Safe killing machines
“These nanorobots can be programmed to transport molecular payloads and cause on-site tumour blood supply blockages, which can lead to tissue death and shrink the tumour,” said Baoquan Ding, from the Chinese Academy of Sciences, who was also involved in the research.
During experiments in mice tumours began being affected within 24 hours of injection with nanorobots, and within 3 days all the tumour types had blood clots surrounding them.
When used to treat mice with human melanoma, 3 out of 8 the mice receiving the nanorobot therapy showed complete regression of the tumours. The life expectancy of the mice also more than doubled, from 20.5 days to 45.
The clots in the blood vessels created by the nanorobots also prevented the melanoma from metastasizing, or spreading to other locations the body.
The researches also tried their system in a test of a mouse lung cancer model, which mimics the progression of lung cancer in humans. After 2 weeks of treatment they found the tumours had shrunk.
One of the difficulties of cancer treatments is specificity – attacking the cancerous cells without affecting normal cells in the body.
The nanorobots however were completely safe to non-cancerous cells. They weren’t recognised by the immune system as foreign, and so avoided causing an immune reaction. They also didn’t affect normal calls, or increase blood clotting anywhere else in the body.
Most importantly, the nanorobots didn’t spread into the brain where they could cause unwanted side effects, such as a stroke.
After attacking tumours, most of the nanorobots were cleared and degraded from the body after 24 hours.
The path to making small, big
Nanomedicine is a new branch of medicine that uses nanotechnology to open up new ways to treat disease.
This project began around 5 years ago when the Chinese researchers at the National Center for Nanoscience and Technology wanted to specifically cut-off of tumour blood supply by inducing blood coagulation. The Arizona State University team were experts in making nanostructures “programmable”, by adding the structures which allowed the nanorobot to perform missions entirely on its own.
“The thrombin delivery DNA nanorobot constitutes a major advance in the application of DNA nanotechnology for cancer therapy,” said Yan, leader of the Arizona team. “In a melanoma mouse model, the nanorobot not only affected the primary tumour but also prevented the formation of metastasis, showing promising therapeutic potential.”

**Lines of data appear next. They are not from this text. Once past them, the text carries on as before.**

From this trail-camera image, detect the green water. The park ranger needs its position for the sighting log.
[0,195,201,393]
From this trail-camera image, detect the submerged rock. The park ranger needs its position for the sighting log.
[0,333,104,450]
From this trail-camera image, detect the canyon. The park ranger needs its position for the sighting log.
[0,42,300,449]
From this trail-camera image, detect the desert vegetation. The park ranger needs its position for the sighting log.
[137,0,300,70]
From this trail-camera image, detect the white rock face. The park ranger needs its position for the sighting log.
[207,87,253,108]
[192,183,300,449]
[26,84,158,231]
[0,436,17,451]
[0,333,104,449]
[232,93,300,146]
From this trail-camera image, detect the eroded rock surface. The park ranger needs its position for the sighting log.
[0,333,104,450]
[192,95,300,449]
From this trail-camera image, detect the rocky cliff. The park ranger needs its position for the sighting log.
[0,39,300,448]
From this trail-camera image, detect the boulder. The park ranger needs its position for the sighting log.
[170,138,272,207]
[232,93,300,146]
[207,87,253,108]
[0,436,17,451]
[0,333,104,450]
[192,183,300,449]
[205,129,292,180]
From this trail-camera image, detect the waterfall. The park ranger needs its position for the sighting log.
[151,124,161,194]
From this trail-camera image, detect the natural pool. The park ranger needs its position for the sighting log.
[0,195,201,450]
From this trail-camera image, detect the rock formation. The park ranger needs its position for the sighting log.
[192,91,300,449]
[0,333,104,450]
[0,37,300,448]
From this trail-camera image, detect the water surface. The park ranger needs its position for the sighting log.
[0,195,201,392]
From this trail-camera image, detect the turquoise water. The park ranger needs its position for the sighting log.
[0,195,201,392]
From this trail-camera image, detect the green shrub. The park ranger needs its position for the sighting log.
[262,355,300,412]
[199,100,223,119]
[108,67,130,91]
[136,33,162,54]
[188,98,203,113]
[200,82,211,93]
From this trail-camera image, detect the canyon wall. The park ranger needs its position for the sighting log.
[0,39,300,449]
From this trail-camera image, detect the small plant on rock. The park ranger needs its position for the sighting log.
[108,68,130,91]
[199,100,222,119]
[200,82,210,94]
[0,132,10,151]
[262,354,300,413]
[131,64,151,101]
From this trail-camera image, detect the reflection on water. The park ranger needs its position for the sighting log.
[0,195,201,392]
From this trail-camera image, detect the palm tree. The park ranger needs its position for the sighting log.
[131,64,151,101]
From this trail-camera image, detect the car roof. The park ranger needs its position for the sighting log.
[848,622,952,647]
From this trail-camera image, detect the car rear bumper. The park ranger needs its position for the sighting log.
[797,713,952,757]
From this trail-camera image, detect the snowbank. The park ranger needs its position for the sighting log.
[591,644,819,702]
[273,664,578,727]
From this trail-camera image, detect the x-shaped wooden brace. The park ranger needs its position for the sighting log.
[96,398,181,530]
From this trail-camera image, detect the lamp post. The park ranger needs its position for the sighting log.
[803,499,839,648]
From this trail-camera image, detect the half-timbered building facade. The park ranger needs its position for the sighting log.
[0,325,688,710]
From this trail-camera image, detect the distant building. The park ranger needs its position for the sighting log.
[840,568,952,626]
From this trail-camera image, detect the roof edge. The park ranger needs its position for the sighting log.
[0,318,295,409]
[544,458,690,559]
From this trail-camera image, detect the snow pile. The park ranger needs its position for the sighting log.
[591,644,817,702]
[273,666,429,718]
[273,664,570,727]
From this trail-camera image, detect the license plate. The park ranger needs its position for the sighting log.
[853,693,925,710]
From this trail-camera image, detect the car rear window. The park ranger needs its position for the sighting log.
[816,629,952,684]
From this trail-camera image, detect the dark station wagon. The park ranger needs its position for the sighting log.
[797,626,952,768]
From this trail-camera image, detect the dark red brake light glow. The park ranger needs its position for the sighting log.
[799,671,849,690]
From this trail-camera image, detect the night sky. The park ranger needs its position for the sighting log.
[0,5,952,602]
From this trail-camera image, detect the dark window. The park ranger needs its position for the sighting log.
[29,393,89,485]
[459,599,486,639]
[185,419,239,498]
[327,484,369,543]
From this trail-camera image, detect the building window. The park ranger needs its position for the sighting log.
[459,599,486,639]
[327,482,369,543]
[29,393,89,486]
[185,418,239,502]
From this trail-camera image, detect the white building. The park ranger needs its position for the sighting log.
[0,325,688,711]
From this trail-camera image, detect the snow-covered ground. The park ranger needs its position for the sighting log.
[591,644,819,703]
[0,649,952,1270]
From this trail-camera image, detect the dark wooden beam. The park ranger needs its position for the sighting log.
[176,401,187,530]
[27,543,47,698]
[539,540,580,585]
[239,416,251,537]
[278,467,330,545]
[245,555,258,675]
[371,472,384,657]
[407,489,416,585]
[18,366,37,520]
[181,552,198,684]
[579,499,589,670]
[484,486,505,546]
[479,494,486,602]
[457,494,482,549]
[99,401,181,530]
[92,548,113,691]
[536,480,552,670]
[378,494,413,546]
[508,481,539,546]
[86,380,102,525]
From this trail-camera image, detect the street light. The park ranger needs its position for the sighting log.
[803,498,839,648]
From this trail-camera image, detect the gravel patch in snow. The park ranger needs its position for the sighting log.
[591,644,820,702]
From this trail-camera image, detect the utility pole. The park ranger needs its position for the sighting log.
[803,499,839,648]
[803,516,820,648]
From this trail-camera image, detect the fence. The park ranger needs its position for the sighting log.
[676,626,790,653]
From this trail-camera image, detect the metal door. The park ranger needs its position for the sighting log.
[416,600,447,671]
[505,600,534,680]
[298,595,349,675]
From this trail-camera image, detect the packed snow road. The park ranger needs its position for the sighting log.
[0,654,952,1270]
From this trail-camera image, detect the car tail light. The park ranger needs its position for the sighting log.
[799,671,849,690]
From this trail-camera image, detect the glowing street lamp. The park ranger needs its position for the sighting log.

The study so far was carried out in mice and miniature pigs, so it will need to be studied for efficacy and safety in humans before being available to the general public.
“I think we are much closer to real, practical medical applications of the technology,” said Yan. “Combinations of different rationally designed nanorobots carrying various agents may help to accomplish the ultimate goal of cancer research: the eradication of solid tumours and vascularized metastases.”
However, they also see the strategy as useful for more than just cancer treatment. “Furthermore, the current strategy may be developed as a drug delivery platform for the treatment of other diseases by modification of the geometry of the nanostructures, the targeting groups and the loaded cargoes,” Yan added.